Lefkowitz hatte in den späten 1960er Jahren mit Hilfe radioaktiver Markierungsstoffe mehrere Rezeptoren aufgespürt, darunter jenen für Adrenalin. Seine Gruppe isolierte diesen Rezeptor aus der Zellhülle und gewann ein erstes Verständnis seiner Funktionsweise. In den 1980er Jahren spürte der frisch angeheuerte Kobilka dann das Gen für den Adrenalin-Rezeptor auf, also seinen Bauplan. Die Analyse dieses Gens zeigte, dass der Adrenalin-Rezeptor einem Rezeptor aus dem Auge ähnelt, der etwas ganz anderes macht und Licht einfängt. Es stellte sich schließlich heraus, dass beide zu einer großen Familie von Rezeptoren gehören, die alle möglichen Signale durch die Zellmembran ins Innere vermittelt - die G-Protein-gekoppelten Rezeptoren.

Die höchste Auszeichnung für Chemiker ist mit umgerechnet 930 000 Euro (8 Millionen Schwedischen Kronen) dotiert. Die Nobelstiftung hatte den Betrag in diesem Jahr um 20 Prozent vermindert, da ihr Kapital im Zuge der Finanz- und Wirtschaftskrise geschrumpft war.

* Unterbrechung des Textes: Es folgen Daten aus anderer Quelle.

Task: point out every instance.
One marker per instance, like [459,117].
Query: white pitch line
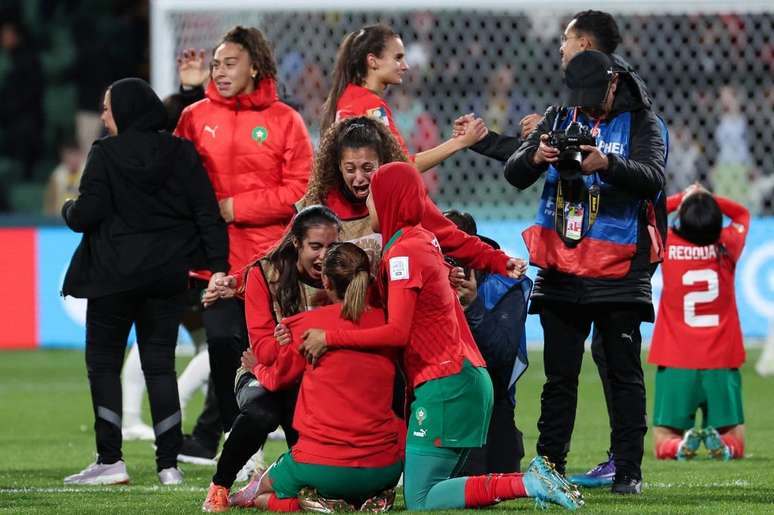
[100,489]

Im vergangenen Jahr hatte Dan Shechtman aus Israel die Auszeichnung für die Entdeckung sogenannter Quasikristalle erhalten, die lange Zeit von der Forschergemeinde für nicht möglich gehalten worden waren. Sie erinnern in der Struktur an mittelalterliche, islamische Mosaike im spanischen Alhambra-Palast.

Die feierliche Verleihung der Auszeichnungen ist am 10. Dezember, dem Todestag des Preisstifters Alfred Nobel.